Flair’s time with the company was like the bridge between the Hogan Era and the New Generation Era. He was the top villain, but he started it by antagonizing WWF Champion Hogan and towards the end dropped the same title to Bret Hart.
THE MAN WHO WILL ONE DAY RULE THE WORLD
The main event’s special referee was Sid Justice, otherwise known as Sid Vicious or Sycho Sid. A wild card, he ended the show as Hogan’s new friend (which was probably for the best, since his other insane muscleman friend just ran off into unemployment two minutes earlier) and soon found himself in the one storyline that defined the era more than “Hogan fights the monster of the week.”
By that I mean, “Hogan acts like kind of a dick to his best friend, which leads to Hogan having a new heel to fight.” It happened with Paul Orndorff, it happened with Andre, it happened to Savage, and it would happen to Sid. Tugboat was lucky enough to keep his face away from the bottom of Hogan’s boot, but even he turned bad.
Although Sid was going to be a major player and main-evented WrestleMania VIII, he was gone just a couple weeks after.
The crazy thing, though? Sid showed up during the New Generation Era and had his most successful WWF run by far to the point of multiple world title reigns.

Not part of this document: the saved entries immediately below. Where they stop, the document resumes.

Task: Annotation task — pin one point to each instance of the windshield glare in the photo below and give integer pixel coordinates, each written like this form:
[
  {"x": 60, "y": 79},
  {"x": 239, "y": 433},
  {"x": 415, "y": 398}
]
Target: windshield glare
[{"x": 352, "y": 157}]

THE END OF HULKAMANIA AS WE KNOW IT
This is a weird thing to say, but even in a handicap match with Sid as a referee, SummerSlam ’91 was Hogan’s last true victory for a long, long time. After years and years of the regular formula, this was the last televised time WWF went through the motions with it in the ’90s. After destroying Slaughter one last time and bringing closure to their feud, Hogan’s time in WWF was no longer as dominant.
Now, granted, he was still practically unbeatable and all, but his sporadic appearances for the next two years were far from cut and dry in his favor. Here are Hogan’s televised in-ring appearances for the rest of his tenure:
– Lost the title to Undertaker via cheating.- Won the title from Undertaker via cheating (and was immediately stripped of the belt).- Lost the Royal Rumble like a big baby.- Won a tag match via disqualification.- Beat Sid by disqualification because Harvey Whippleman jumped onto the apron and yelled stuff.- Lost a tag match via disqualification.- Won an impromptu title match against Yokozuna because of (backfired) cheating.- Lost title to Yokozuna due to random exploding camera.
So yeah, it was Hogan’s last true victory in a time when people got tired of Hogan’s true victories. Then again, how perfect is it that one of his opponents in that SummerSlam tag match was the Iron Sheik? It all came full circle.
SummerSlam ’91 then ended with Randy Savage and Elizabeth getting married. It was a happy segment, building up on their entire WWF careers since they first appeared. Yet for both their characters and their real relationship, it was the last smile before things fell apart.
And that’s what the show is all about. Seven years reached its apex and funneled into a three-hour celebration of the world they created. Afterwards, the status quo became chaotic and crumbled. The mainstays lost power and left. The attempts to replace the big men with newer big men for the most part failed. Instead, the meek inherited the company and the World Wrestling Federation became something very different.
Oh, and I’d be completely remiss if I didn’t mention the Mountie. During the show, he lost a match against the Big Boss Man where the loser had to spend a night in a New York City jail. The Mountie lost, leading to a couple of comedic bits that included both Mountie flipping people off and a rape joke.
What I’m getting at is that the Mountie started the Attitude Era and it just didn’t catch on yet. Guy was totally before his time.